THERE IS A QUESTION OF FACT WHETHER DEFENDANT POLICE OFFICER ACTED WITH RECKLESS DISREGARD FOR THE SAFETY OF OTHERS IN THIS EMERGENCY-VEHICLE TRAFFIC ACCIDENT CASE; TWO-JUSTICE DISSENT (FOURTH DEPT).
The Fourth Department, reversing Supreme Court, over a two-justice dissent, determined there was a question of fact whether defendant police officer acted with reckless disregard for the safety of others in this emergency-vehicle traffic accident case. Defendant police officer was responding to a call concerning a burglar alarm and was driving without emergency lights at 70 mph on a sparsely populated rural two-lane road with a 55 mph speed-limit when plaintiff attempted a left turn and the collision occurred:
… [D]fendant submitted the deposition testimony of plaintiff, who testified that as plaintiff approached the intersection from the two-lane, hilly, wet road, he did not see any other vehicles when he activated his left turn signal.

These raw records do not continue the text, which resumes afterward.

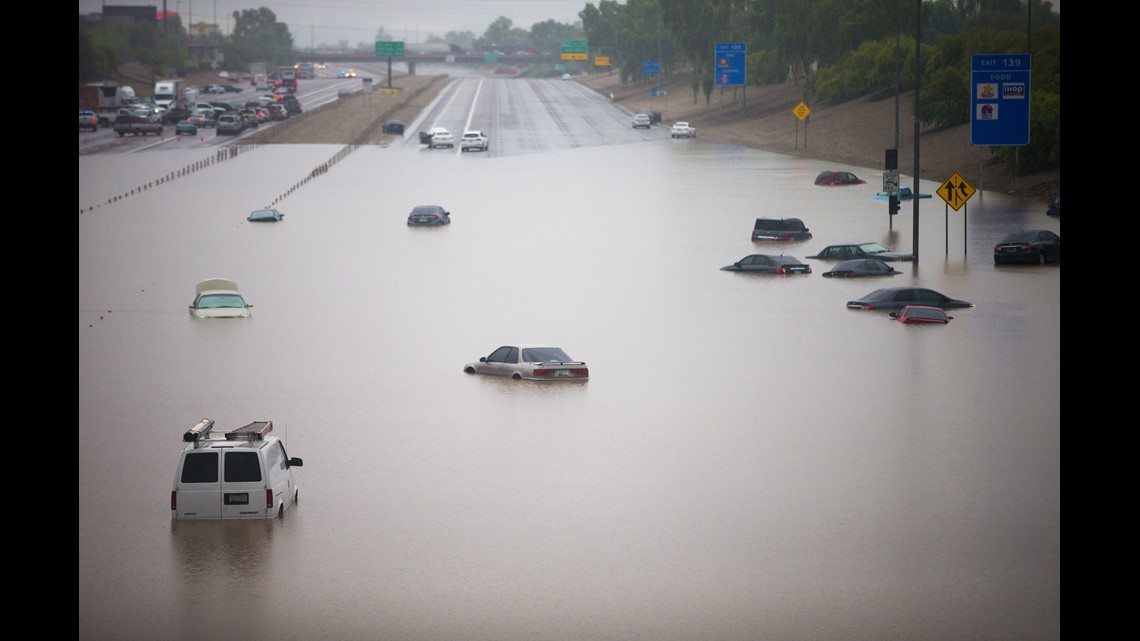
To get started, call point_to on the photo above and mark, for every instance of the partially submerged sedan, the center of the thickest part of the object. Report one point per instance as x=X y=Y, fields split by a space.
x=861 y=268
x=218 y=298
x=530 y=363
x=768 y=264
x=838 y=178
x=1036 y=246
x=429 y=216
x=921 y=315
x=861 y=250
x=265 y=216
x=897 y=298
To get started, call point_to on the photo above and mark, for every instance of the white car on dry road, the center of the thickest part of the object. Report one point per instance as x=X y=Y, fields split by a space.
x=474 y=142
x=683 y=130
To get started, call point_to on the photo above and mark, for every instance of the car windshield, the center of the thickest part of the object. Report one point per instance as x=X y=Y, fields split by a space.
x=933 y=314
x=545 y=355
x=1022 y=237
x=214 y=301
x=873 y=248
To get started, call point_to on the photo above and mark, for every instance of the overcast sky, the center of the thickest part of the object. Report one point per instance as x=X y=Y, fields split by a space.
x=328 y=22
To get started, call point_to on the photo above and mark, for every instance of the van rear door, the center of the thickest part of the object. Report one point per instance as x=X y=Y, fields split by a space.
x=197 y=488
x=243 y=489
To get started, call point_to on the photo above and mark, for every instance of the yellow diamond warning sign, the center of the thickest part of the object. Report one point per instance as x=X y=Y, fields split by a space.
x=955 y=191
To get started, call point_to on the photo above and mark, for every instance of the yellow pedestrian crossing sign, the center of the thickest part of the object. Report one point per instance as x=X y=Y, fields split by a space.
x=955 y=191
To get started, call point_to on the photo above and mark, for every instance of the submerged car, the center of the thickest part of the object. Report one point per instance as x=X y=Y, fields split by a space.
x=218 y=298
x=1036 y=246
x=1055 y=208
x=861 y=250
x=780 y=229
x=921 y=314
x=429 y=214
x=897 y=298
x=530 y=363
x=439 y=137
x=265 y=216
x=186 y=128
x=838 y=178
x=861 y=268
x=768 y=264
x=683 y=130
x=88 y=120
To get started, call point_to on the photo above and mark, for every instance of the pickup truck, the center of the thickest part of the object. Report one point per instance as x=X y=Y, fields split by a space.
x=138 y=124
x=474 y=142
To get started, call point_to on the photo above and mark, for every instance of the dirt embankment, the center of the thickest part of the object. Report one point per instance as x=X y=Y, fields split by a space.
x=856 y=132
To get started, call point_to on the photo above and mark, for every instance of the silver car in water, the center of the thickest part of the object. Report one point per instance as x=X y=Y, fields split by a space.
x=530 y=363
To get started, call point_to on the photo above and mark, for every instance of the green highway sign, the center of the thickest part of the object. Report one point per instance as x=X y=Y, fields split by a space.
x=389 y=49
x=575 y=49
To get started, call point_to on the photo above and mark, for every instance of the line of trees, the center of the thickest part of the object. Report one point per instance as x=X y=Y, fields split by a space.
x=838 y=49
x=841 y=49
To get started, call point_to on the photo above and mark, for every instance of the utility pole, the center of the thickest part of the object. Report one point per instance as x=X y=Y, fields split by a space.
x=918 y=87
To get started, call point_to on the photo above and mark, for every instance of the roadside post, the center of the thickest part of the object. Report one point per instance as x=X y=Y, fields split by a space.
x=730 y=61
x=890 y=185
x=955 y=192
x=801 y=111
x=389 y=50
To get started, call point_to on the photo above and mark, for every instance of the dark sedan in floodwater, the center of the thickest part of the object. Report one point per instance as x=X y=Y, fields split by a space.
x=838 y=178
x=897 y=298
x=1036 y=246
x=265 y=216
x=430 y=216
x=768 y=264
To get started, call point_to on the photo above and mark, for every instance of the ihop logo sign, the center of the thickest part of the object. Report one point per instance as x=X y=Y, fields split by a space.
x=1012 y=91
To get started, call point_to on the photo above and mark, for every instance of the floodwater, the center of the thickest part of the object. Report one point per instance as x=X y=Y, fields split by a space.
x=749 y=460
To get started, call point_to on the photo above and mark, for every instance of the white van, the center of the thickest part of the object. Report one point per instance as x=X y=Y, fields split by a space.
x=242 y=475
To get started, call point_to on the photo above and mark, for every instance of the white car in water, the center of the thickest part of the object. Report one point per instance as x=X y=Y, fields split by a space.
x=683 y=130
x=531 y=363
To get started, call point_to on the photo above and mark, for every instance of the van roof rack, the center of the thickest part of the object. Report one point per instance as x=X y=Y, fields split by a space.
x=255 y=430
x=197 y=431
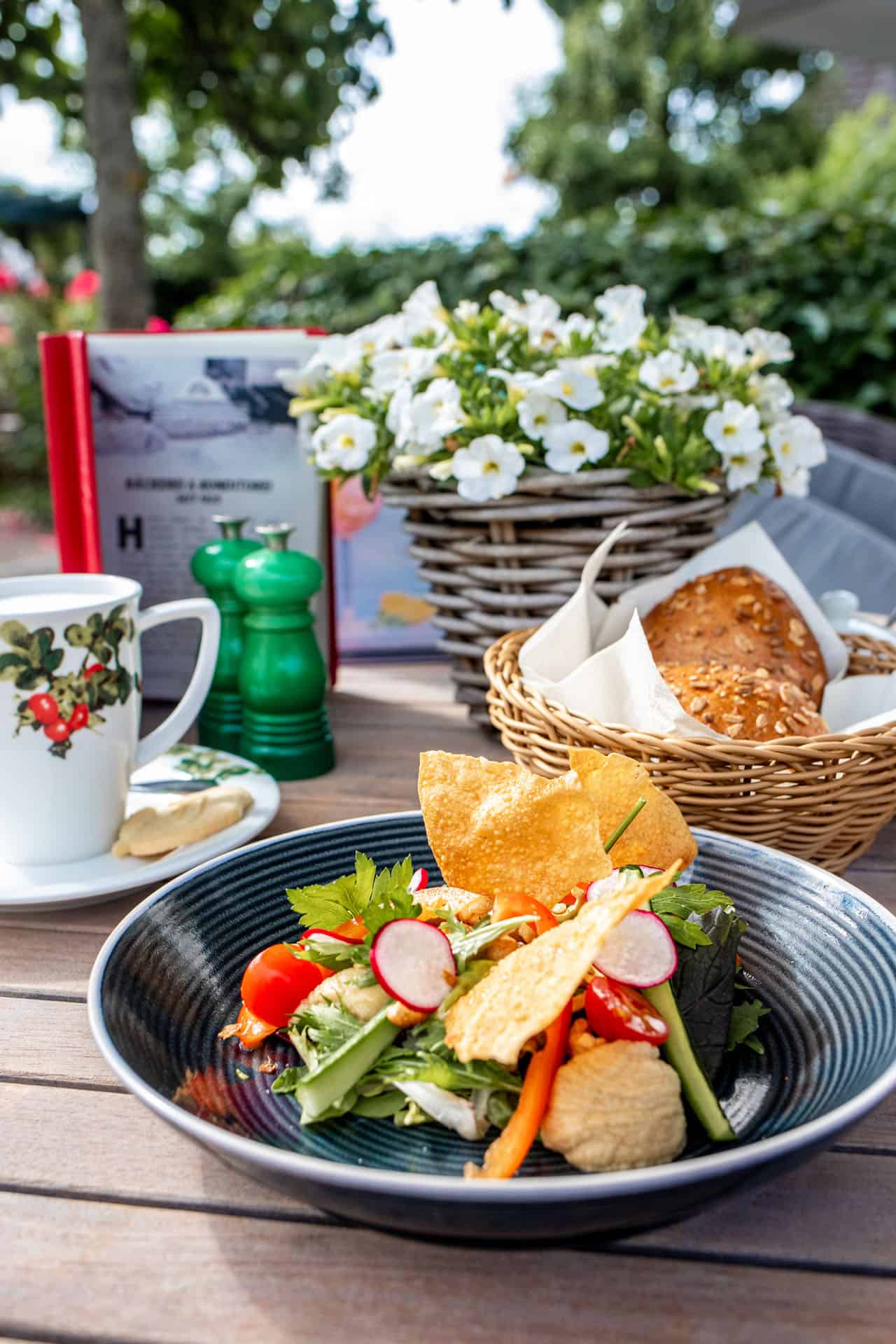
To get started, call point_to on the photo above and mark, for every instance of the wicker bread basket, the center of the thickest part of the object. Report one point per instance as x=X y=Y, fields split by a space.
x=821 y=799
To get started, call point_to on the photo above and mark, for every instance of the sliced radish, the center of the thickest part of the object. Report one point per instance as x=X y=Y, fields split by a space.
x=418 y=881
x=609 y=885
x=638 y=952
x=414 y=962
x=323 y=940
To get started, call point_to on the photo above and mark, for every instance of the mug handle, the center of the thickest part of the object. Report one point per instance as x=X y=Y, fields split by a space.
x=181 y=718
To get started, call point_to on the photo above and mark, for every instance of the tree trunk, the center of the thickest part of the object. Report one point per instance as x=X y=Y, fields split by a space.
x=115 y=226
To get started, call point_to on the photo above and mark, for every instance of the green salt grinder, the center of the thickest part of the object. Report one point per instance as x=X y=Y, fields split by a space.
x=282 y=676
x=220 y=718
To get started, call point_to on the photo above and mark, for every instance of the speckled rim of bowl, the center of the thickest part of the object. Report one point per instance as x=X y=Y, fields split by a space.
x=523 y=1189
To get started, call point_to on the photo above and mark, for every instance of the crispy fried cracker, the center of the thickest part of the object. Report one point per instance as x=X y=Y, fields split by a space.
x=659 y=835
x=496 y=827
x=527 y=990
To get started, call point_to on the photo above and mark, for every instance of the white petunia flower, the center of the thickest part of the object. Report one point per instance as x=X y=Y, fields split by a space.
x=422 y=312
x=539 y=413
x=344 y=442
x=773 y=393
x=435 y=413
x=796 y=483
x=574 y=444
x=794 y=442
x=442 y=470
x=466 y=311
x=573 y=386
x=539 y=314
x=687 y=332
x=668 y=372
x=724 y=343
x=488 y=470
x=767 y=347
x=734 y=429
x=393 y=368
x=624 y=320
x=743 y=468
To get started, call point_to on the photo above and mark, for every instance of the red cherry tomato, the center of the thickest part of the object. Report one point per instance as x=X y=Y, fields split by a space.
x=276 y=981
x=43 y=707
x=620 y=1012
x=78 y=718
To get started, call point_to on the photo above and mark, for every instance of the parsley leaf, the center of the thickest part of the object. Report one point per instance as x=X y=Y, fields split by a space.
x=675 y=905
x=745 y=1023
x=365 y=894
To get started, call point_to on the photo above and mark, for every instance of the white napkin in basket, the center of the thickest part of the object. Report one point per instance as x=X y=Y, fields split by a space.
x=596 y=660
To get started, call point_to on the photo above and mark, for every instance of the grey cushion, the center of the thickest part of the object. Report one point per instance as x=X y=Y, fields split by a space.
x=844 y=536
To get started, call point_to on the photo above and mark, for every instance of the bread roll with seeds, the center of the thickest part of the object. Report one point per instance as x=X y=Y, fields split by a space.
x=738 y=617
x=743 y=705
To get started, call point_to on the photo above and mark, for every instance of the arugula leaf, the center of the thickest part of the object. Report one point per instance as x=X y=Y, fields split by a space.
x=365 y=894
x=465 y=945
x=745 y=1023
x=288 y=1081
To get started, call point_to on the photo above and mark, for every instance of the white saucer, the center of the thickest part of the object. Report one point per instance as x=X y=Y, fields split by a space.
x=62 y=886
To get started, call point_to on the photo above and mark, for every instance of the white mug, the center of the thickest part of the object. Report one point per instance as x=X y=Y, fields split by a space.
x=70 y=694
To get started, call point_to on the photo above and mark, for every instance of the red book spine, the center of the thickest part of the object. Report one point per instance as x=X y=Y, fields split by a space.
x=66 y=410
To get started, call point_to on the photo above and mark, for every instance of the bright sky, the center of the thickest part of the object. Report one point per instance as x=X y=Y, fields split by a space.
x=425 y=159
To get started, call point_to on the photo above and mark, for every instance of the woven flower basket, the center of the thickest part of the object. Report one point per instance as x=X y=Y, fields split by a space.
x=493 y=568
x=821 y=799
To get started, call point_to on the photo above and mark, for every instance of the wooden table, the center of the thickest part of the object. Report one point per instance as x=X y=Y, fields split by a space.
x=115 y=1227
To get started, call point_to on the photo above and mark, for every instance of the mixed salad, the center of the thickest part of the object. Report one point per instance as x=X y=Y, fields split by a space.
x=556 y=987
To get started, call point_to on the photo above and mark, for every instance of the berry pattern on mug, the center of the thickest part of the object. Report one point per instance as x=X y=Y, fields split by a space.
x=61 y=705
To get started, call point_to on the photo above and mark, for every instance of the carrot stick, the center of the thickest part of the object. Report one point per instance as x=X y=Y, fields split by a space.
x=507 y=1154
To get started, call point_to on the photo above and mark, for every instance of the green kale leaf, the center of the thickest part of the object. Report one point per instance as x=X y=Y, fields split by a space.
x=745 y=1023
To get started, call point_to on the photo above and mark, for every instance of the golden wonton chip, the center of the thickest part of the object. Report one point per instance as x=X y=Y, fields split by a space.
x=496 y=827
x=527 y=990
x=659 y=835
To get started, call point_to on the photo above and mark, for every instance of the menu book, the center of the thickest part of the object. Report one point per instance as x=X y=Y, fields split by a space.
x=149 y=436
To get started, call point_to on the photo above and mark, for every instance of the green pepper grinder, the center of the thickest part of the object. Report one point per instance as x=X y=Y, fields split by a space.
x=220 y=718
x=282 y=673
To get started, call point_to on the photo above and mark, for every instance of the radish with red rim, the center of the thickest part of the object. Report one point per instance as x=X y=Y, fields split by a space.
x=419 y=881
x=638 y=952
x=414 y=962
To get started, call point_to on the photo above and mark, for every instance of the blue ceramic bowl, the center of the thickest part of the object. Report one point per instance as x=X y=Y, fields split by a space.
x=821 y=955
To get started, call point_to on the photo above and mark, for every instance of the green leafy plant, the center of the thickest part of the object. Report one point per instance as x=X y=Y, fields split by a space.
x=62 y=705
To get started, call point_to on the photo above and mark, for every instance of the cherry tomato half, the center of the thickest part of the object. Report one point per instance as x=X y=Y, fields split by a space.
x=276 y=981
x=620 y=1012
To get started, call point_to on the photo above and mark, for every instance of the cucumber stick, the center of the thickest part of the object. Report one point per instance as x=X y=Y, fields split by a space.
x=317 y=1092
x=680 y=1054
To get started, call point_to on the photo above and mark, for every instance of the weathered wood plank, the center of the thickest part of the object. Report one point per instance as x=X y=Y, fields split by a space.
x=106 y=1145
x=50 y=1042
x=172 y=1276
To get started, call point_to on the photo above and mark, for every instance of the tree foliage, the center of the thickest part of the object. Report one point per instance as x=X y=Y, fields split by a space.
x=659 y=100
x=812 y=254
x=272 y=84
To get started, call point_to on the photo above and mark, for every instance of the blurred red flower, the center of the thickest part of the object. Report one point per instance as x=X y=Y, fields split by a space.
x=83 y=286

Plaintiff testified that he began his left turn and was already in the process thereof when he first noticed defendant’s vehicle approaching his vehicle. Contrary to the dissent’s position, plaintiff maintains that defendant failed to yield to plaintiff’s right-of-way and did not concede the issue. Plaintiff further testified that defendant’s vehicle was coming toward his vehicle at a “high rate of speed” and did not have on any headlights, siren or flashing lights. While there was evidence that defendant attempted to brake before colliding with plaintiff’s vehicle, there was undisputed evidence that defendant’s vehicle was traveling 70 miles per hour in a 55 mile per hour zone just prior to the collision and that defendant was still traveling 47 miles per hour at the time of impact with plaintiff’s vehicle. Defendant submitted his own deposition testimony which established that at the time of the accident defendant was responding to a police dispatch call of a “possible burglar alarm.” Defendant further testified that he was not sure whether he was responding to an emergency situation and only knew at the time that he was responding to “an alarm” at an address.
From the dissent:
… [T]he evidence submitted by defendant established that he was traveling no more than 70 miles per hour when responding to the emergency, and that the posted speed limit in the area is 55 miles per hour. Data retrieved from the “black box” in the police vehicle showed that defendant started slowing down five seconds before the collision, decreasing his speed to 47 miles per hour by the time of impact. It is well settled that speeding by a police officer while operating an emergency vehicle during an emergency operation “certainly cannot alone constitute a predicate for liability, since it is expressly privileged under Vehicle and Traffic Law § 1104 (b) (3)” … and the record here reveals no other conduct allegedly engaged in by defendant that made it ” ‘highly probable that harm would follow’ ” … . Gernatt v Gregoire, 2023 NY Slip Op 03094, Fourth Dept 6-9-23
Practice Point: Even though plaintiff was convicted of failing to yield the right-of-way, the majority held there was a question of fact whether defendant police officer acted with reckless disregard for the safety of others. The officer was driving 70 mph on a sparsely populated rural road with a 55 mph speed limit, without emergency lights, when plaintiff attempted a left turn. The two-justice dissent argued the officer’s speeding was not enough to raise a question of fact.